違うオプションが選択されている場合は、手動で他のオプションをクリックします。

 

実行する操作の選択

操作の対象を選択した後は、コピー/移動/トランスコードの動作の選択をします。

  • コピー:
    クリップやタイムラインに関連するすべてのメディアを複製します。
     
  • 移動:
    クリップやタイムラインに関連するすべてのメディアを元の場所から移動します。
     
  • トランスコード:
    クリップやタイムラインに関連するすべてのメディアを指定したフォーマットでトランスコードします。トランスコード後のクリップは全て同じ保存先に保存されます。

 

メディア管理ウインドウの操作

「メディア保存先」「ブラウズ」ボタンをクリックし書き込む場所を指定します。ファイルパスがフィールドに表示されます。

 

「メディア保存先」の「ブラウズ」ボタンをクリックし書き込む場所を指定

 

オプションを選択します。

操作する対象が「タイムライン」の場合「タイムラインセレクション」で操作に含むタイムラインを選択します。

 

「タイムラインセレクション」で操作に含むタイムラインを選択

 

「オプション表示」をクリックすると追加のオプションが表示されます。

下部に選択したメディアの現在の容量と操作後の容量が表示されます。選択したオプションにより増減しますが、最終的に望むサイズになるようにオプションの選択を変更する目安になります。

 

メディアの現在の容量と操作後の容量

 

設定を完了したら「開始」をクリックすると、進捗バーが表示され所要時間が表示されます。

 

コンフォームするプロジェクトでコンソリデートされたメディアの複製を作成する

他の場所からインポートしたプロジェクトで、コンフォームに必要なメディアの容量を削減しタイムラインに必要なメディアのみをコピーする方法があります。

  • コンフォームするメディアがあるドライブを接続します。
     
  • 編集ページでAAFやXMLファイルをインポートし、接続したドライブのメディアでコンフォームします。

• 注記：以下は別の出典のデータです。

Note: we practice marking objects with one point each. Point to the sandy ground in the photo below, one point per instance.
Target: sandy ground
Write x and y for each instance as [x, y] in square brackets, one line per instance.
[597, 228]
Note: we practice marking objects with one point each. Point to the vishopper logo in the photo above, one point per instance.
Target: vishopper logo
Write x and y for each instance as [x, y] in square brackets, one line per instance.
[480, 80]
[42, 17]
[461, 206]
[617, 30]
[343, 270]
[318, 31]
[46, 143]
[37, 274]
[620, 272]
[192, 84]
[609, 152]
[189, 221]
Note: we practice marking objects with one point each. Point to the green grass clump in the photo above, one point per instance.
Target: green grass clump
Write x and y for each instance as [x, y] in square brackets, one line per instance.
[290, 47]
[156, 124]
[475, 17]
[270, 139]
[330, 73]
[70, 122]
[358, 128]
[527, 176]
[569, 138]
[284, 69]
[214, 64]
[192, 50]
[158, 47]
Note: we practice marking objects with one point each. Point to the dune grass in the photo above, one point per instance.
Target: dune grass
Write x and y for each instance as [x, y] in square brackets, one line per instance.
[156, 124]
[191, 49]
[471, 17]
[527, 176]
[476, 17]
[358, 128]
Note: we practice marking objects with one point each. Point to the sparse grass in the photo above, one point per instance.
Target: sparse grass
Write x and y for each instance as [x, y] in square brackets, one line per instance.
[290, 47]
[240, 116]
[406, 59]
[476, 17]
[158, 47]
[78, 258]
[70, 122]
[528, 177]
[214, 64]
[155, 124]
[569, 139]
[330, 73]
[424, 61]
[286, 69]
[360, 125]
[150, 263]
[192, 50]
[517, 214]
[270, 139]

メディア管理に必要なクリップを特定するためで、そのボリュームで作業する訳ではありません。
     
  • 「ファイル」>「メディア管理」を選択すると 「メディア管理」ウィンドウが表示されます。
     
  • ウィンドウで「タイムライン」を選択し、「タイムラインセクション」で、コンフォームするタイムラインのチェックボックスをオンにします。
     
  • 「ブラウズ」ボタンをクリックし、メディアを書き込むボリュームを選択します。

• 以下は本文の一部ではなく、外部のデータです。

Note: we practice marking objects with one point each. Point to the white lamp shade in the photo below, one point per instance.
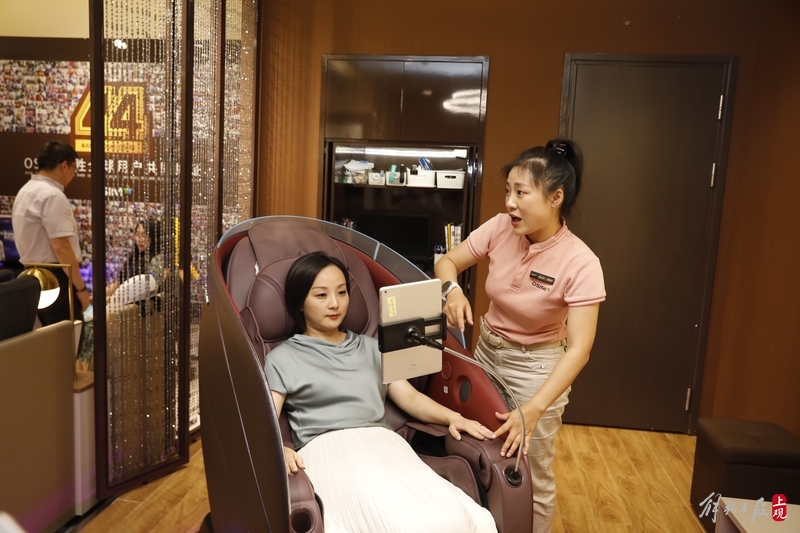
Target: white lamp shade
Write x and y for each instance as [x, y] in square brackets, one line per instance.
[48, 297]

コンソリデートするには以下のオプションを選択します。

  • 「参照」ボタンをクリックし、DaVinci Resolveで使用している高速ストレージボリュームを選択します。
     
  • 操作する対象が「タイムライン」でない場合は選択し、選択したタイムラインのすべてのメディアを管理します。
     
  • 「コピー」を選択すると、メディアがあるドライブから高速ストレージに複製します。
     
  • 特定のフレーム数のハンドルが必要な場合は、「使用範囲とハンドルをコピー」を選択しフレーム数を入力します。
     
  • 「オプション表示」を開き、「複数の編集セグメントを1つのメディアファイルにコンソリデート」のチェックをお勧めします。これにより、後でグレーディングが簡単になります。
     
  • 「新しいファイルに再リンク」をオンにすると、選択したタイムラインが新しいメディアに自動的に再リンクします。
     
  • 設定を完了したら、「開始」をクリックします。進捗バーが表示され所要時間が表示されます。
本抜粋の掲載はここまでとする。